僕も、2011年にフィリピンへ移り住むにあたって、一度は引退を決意した身だ。まあ、僕の場合はここDMMやガイドでいまだ文章を書かせてもらっているし、年に数回、パチスロの番組に呼んでいただくこともあるので、完全引退とは言えない非常に中途半端な立ち位置ではあるのだけど、こんな、続けようが辞めようがさして社会に影響を与えないフリーのライターがあえて引退宣言をするということは、それなりの覚悟というか、考えがあってのことだと思う。
トップクラスとなると、今季の松坂の推定年俸くらいは稼げる夢のある世界ではあるが、需要がなければ毎月のようにゴールデンウィークがやってくる、シビアな世界でもある。今日データ取りをやったら10連休。一本動画の収録をやったら再び8連休。月の稼ぎは6万円しかないけれど、オレだっていつかは松坂に……と、なかなか踏ん切りがつかない、やくざな商売なのである。
M-1をつくった理由のひとつを、島田紳助は「芸人を辞めるきっかけを与えるため」と言っていた。才能ないのに10年もこんな仕事したらあかん、と。ダメならダメで、また新しいことを頑張ればいい、と。
僕は9年前、業界はこれからは動画全盛になるだろうと先をみて、そこで戦う力は僕にはないと冷静に判断して違う道を模索するようになった(そのほかにも理由はいくつかあるけれど)。僕個人としてはその判断は正解だったと思うけれど、なにがきっかけで売れるかわからない商売だからこそ、なにをさておき続けることが重要という考えもある。

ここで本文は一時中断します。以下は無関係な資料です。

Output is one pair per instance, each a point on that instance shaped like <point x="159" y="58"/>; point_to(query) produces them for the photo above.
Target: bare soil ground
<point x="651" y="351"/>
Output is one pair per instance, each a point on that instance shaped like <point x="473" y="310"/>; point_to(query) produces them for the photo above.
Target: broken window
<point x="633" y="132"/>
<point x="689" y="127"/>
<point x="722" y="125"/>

文章はからっきしだったのに、動画の時代になって輝いた人だっているだろう。スロでは埋もれていたけど、仕事の幅が麻雀やボートにまで広がって、光が当りはじめた人だっているだろう。
なにが正しくて、なにが間違っているのかなんてわからないのだとしたら、判断の基準は自分が納得して選んだ道かどうか。続けるにせよ、辞めるにせよ、後ろを振り返りながら、後悔しながら進むよりも、前向きに歩いたほうがいいに決まっている。
決断をして、一歩を踏み出す人を僕は尊敬するし、応援したいとも思う。今日も、そうやって他でもない、自分自身にそう言い聞かせているわけだ。
よし、食おうかどうかずっと迷っていたけど、チョコレートが入ったクロワッサン、頼んじゃおう。僕は今日も理性と誘惑の狭間で悩み、もがき、そして、クロワッサンに向けて、大きな一歩を踏み出します。人生は、決断の連続です。